Suntastic is a new dwarf sunflower reaching a height of 16 - 20 inches. As the name betrays its' blooms are bright yellow with a black center. It was chosen in 2014 as all america selections regional winner for the great lakes area as a bedding plant. It is very 'floriferous', meaning it produces an abundance of flowers. It blooms in 3 waves over the season, each wave produces 5-8 flowers per plant. So you're talking about 15 -20 flowers per plant give or take a few either way. Dead Heading is not advisable. It also has a longer flowering period than comparable plants producing blooms till summers end. The flowers are 5 to 6 inches in diameter and seed is sterile as the plant does not produce pollen.

It will bloom in 50-65 days days by starting seed indoors, much earlier than comparable varieties. Direct sowing is also an option. Suitable for flower pots, window boxes and flower beds.

Annual

Breeder: Clause S.A.

Full sun

Water: Normal

Height: 16 to 20 inches

Bloom Time: Summer

Bloom Color: Yellow, black center

Garden Spacing: 8-10 inches form a clustered effect greater spacing for varying effects

Optimal Soil Temperature 68F-71F but as low as 59F has been recorded for sowing seed

Germination: 7 to 14 days (59F-68F)

Bloom Time : 50-65 days




Although they are drought tolerant, that doesn't meant drought is a good thing. Regular watering is necessary for optimal performance.

Fertilizer is not necessary, although a little couldn't hurt.

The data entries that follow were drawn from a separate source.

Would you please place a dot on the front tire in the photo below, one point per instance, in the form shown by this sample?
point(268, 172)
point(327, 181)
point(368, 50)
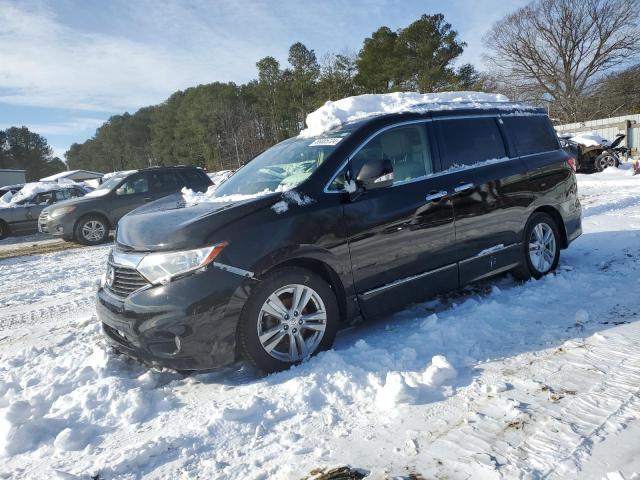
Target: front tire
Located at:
point(92, 230)
point(291, 315)
point(540, 247)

Take it easy on the nitrogen in the plants early phases as excess nitrogen could delay flowering. A little organic mulch is a good idea also.

If you are Harvesting Seeds check the blossom heads for maturity. The back side becomes a yellowish brown instead of its youthful green. The smaller petals that were covering the seeds will have dried and begin falling out. Some of the blossom heads may be leaning downwards. When the blossom head in fully mature 'snap' it off and remove and separate the seeds by hand. This can be a tedious task - you can also rub harvested heads together which helps to dislodge seeds.